Untuk mewujudkan destinasi wisata halal ini pemkab. Bandung menggaet dosen UIN yang telah menginisiasi pembentukan ekowisata halal di wilayah Indragiri, Rancabali.

Keinginan Pemkab Bandung untuk mewujudkan destinasi wisata halal patut di apresiasi. Sebab kewajiban Pemerintah adalah menjaga rakyatnya atau siapapun yang datang ke wilayahnya agar terselematkan dari hal-hal yang haram dan dilarang oleh Allah SWT.

Meski demikian perlu ada tinjauan kritis terhadap konsep wisata halal ini, agar halal yang dimaksud benar-benar sesuai dengan konsep Islam.

Tak bisa dipungkiri konsep wisata halal yang ditawarkan pemkab, belum sepenuhnya berpijak pada acuan syariat, tapi masih sebatas memanfaatkan kata halal demi kepentingan ekonomi.

Seiring gencarnya opini tentang toleransi, membuat sebagian kaum muslimin menolak istilah-istilah yang berasal dari syariat islam. Istilah wisata halal misalnya, ditolak oleh sebagian masyarakat karena khawatir terjadi “syariatisasi” di sektor pariwisata. Ironi negeri muslim terbesar di dunia tapi menolak konsep Islam.

Alih-alih meluruskan pemahaman masyarakat yang keliru, pakar yang berasal dari Universitas Islam justru memberikan gambaran yang mengaburkan konsep wisata halal ini.

Wisata halal yang mereka maksud adalah sebuah layanan wisata prima dan bersahabat terhadap wisatawan muslim (Muslim Friendly). “Wisata halal tidak bertentangan apalagi menghilangkan kearifan lokal, malah diyakini bakal mampu meningkatkan taraf perekonomian rakyat” (86News.co)

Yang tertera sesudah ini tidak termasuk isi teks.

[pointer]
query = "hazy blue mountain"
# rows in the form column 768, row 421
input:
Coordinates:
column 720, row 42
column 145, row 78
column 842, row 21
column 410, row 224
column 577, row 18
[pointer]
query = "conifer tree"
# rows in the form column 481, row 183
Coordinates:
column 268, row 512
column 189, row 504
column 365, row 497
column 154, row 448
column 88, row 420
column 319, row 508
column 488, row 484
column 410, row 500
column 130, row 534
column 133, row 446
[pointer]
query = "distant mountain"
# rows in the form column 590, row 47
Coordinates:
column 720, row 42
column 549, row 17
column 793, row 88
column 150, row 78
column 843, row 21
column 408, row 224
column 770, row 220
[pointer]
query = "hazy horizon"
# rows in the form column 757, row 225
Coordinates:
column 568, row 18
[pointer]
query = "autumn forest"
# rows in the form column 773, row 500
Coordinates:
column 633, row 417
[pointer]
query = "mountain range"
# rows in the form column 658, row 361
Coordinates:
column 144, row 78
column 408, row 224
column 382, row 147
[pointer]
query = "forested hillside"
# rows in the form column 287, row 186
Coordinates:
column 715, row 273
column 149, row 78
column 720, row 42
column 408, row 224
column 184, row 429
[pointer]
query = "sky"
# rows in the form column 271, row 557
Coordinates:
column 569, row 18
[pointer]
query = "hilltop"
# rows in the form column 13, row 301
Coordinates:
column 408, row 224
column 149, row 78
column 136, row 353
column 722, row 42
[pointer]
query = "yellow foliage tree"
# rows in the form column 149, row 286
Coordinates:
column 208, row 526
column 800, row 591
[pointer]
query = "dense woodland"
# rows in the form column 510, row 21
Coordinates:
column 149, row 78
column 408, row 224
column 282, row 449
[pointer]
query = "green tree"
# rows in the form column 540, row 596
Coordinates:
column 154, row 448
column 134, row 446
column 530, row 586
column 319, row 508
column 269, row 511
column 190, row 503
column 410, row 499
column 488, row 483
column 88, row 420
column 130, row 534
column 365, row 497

Muslim friendly ini berarti tersedianya fasilitas dan tertatanya pariwisata yang ramah dengan umat muslim seperti menyediakan tempat sholat, pemisahan dan pengadaan makanan halal, meski makanan yang haram tetap ada di tempat tersebut.

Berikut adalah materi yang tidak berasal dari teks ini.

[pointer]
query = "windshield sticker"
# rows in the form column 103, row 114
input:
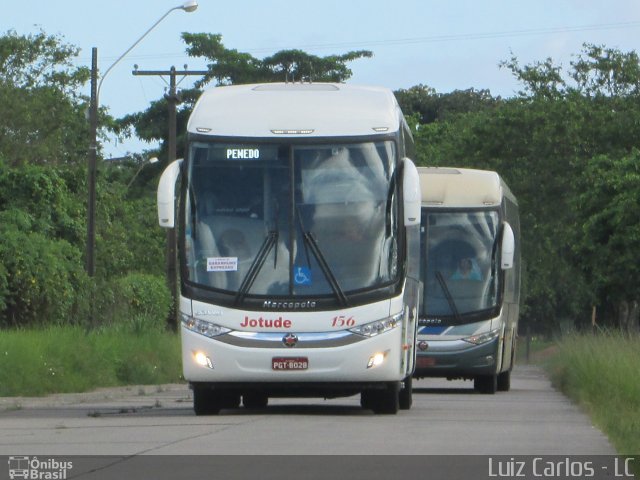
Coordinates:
column 302, row 276
column 222, row 264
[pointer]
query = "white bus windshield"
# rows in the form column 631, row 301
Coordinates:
column 460, row 267
column 291, row 220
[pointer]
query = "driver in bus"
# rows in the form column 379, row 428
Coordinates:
column 467, row 270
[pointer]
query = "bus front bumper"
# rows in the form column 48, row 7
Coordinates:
column 456, row 359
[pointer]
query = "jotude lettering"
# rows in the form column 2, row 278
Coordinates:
column 265, row 323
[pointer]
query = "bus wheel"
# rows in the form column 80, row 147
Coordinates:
column 255, row 400
column 406, row 394
column 383, row 401
column 205, row 401
column 504, row 381
column 486, row 383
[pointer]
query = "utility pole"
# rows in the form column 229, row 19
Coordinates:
column 173, row 100
column 90, row 265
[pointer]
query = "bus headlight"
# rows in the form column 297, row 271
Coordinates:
column 379, row 326
column 483, row 337
column 203, row 327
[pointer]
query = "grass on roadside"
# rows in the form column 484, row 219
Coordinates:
column 601, row 373
column 72, row 359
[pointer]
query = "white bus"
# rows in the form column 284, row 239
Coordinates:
column 299, row 240
column 470, row 270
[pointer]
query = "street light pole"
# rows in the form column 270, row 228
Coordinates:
column 188, row 6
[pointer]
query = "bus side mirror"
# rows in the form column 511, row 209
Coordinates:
column 412, row 193
column 167, row 194
column 508, row 247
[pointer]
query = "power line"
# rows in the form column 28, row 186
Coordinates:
column 390, row 42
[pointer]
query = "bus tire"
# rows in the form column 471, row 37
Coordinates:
column 504, row 381
column 487, row 384
column 205, row 401
column 255, row 400
column 406, row 394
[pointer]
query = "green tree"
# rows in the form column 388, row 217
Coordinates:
column 431, row 106
column 229, row 67
column 37, row 76
column 566, row 145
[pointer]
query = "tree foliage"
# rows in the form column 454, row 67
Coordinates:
column 567, row 145
column 231, row 67
column 37, row 76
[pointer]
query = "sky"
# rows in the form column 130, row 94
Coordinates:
column 444, row 44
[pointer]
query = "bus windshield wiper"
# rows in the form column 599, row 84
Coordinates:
column 258, row 262
column 448, row 296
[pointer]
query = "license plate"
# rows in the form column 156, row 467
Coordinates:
column 289, row 363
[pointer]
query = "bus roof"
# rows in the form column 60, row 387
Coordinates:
column 461, row 187
column 295, row 110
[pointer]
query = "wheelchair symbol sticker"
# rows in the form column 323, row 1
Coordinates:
column 302, row 276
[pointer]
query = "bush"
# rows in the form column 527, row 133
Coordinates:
column 40, row 277
column 145, row 301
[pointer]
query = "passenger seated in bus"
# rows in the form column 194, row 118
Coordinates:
column 467, row 270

Tujuan dari penerapan konsep wisata halal ini sendiri tidak lain adalah untuk menjaring wisatawan dari negara-negara Timur Tengah dan Negara muslim lainnya yang jumlahnya terlalu signifikan untuk diabaikan. Jumlah tersebut adalah potensi yang menggiurkan di sektor pariwisata.

Disinilah persoalannya. Dalam Islam halal dan haram adalah tolok ukur perbuatan seorang muslim. Dengan tolok ukur halam haram ini kehidupan seorang muslim akan diliputi keberkahan dari Allah SWT.

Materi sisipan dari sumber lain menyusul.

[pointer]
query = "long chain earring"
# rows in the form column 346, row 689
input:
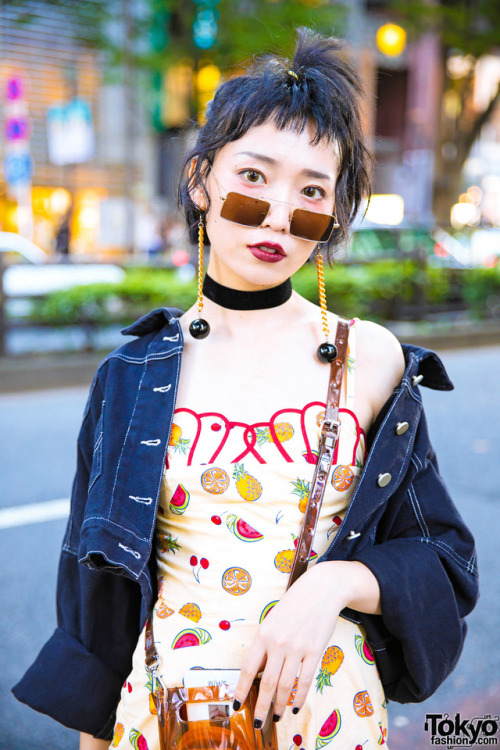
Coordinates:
column 199, row 327
column 326, row 351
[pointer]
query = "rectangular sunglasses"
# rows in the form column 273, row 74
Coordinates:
column 251, row 212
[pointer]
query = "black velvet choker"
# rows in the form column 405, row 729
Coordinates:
column 234, row 299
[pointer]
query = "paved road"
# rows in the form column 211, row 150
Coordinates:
column 37, row 445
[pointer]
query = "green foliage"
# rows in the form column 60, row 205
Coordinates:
column 380, row 290
column 481, row 291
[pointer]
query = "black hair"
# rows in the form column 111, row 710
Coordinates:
column 317, row 86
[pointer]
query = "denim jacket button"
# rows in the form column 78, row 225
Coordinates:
column 401, row 428
column 383, row 479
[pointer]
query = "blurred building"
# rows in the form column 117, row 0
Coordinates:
column 90, row 155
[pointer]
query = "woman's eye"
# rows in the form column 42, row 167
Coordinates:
column 314, row 192
column 252, row 175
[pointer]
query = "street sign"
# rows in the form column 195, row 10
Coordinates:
column 18, row 168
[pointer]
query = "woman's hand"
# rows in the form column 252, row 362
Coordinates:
column 291, row 640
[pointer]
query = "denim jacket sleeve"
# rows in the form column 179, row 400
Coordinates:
column 423, row 556
column 79, row 673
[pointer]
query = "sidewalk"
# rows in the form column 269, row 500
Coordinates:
column 29, row 372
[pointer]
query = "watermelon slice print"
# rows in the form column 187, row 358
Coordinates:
column 364, row 650
column 137, row 740
column 191, row 637
column 330, row 728
column 179, row 500
column 242, row 530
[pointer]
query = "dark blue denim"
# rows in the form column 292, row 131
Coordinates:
column 408, row 533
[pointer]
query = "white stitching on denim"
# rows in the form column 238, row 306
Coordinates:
column 451, row 552
column 137, row 555
column 118, row 526
column 372, row 451
column 114, row 562
column 97, row 444
column 176, row 381
column 418, row 511
column 125, row 441
column 143, row 500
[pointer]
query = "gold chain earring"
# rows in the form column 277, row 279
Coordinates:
column 326, row 351
column 199, row 327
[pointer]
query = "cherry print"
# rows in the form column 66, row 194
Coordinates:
column 226, row 624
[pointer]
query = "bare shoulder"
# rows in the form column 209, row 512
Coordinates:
column 381, row 362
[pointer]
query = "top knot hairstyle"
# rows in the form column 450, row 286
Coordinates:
column 317, row 86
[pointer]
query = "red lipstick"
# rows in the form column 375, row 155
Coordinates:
column 269, row 252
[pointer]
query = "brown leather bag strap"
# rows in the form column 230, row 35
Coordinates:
column 328, row 442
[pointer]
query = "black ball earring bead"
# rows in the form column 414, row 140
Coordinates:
column 327, row 352
column 199, row 328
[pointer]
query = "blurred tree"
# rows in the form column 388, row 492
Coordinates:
column 165, row 35
column 468, row 30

Berwisata bagi seorang muslim hukumnya mubah alias halal. Dari sisi destinasi wisata, menjadi kewajiban negara untuk memastikan bahwa obyek wisata yang hendak dikunjungi wisatawan benar-benar halal. Artinya, negara atau Pemda tidak boleh menfasilitasi berkembangnya tempat-tempat wisata yang mengandung kemusyrikan, meski dengan dalih budaya lokal. Semisal upacara adat melarung (membuang) makanan dan hasil-hasil pertanian ke laut atau sungai yang diringi dengan tarian dan beragam ritual yang menghidupak kemusyrikan.

Negara juga harus membuat regulasi yang menjamin, Pertama, penyediaan fasilitas ibadah yang memadahi, agar dimanapun seorang muslim berada akan mudah menunaikan kewajiban sholat yang memang menjadi kewajibannya.

Kedua, memastikan seluruh tempat wisata terbebas dari makanan dan minuman haram. Bukan sekedar memberikan label halal pada produk tertentu dan membiarkan produk haram tetap ada.

Ketiga, memastikan bahwa tempat wisata bukanlah tempat berbuat mesum, tempat perzinahan. Negara tidak boleh membiarkan terbukanya pintu kemaksiatan melalui sektor pariwisata.

Meski pariwisata bisa menjadi salah satu sumber devisa, tapi pariwisata bukan sumber utama perekonomian negara. Karena Islam telah menetapkan sumber-sumber perekonomian yang bersifat tetap. Sumber tersebut adalah pertanian, perdagangan, industri dan jasa yang halal.

Ini tentu berbeda jika sebuah negara menjadikan pariwisata sebagai sumber perekonomiannya. Maka apapun akan dilakukan demi kepentingan ekonomi dan bisnis. Meski untuk itu harus mentolerir berkembangnya berbagai kemaksiatan. Wallahu a’lam bishshowaab.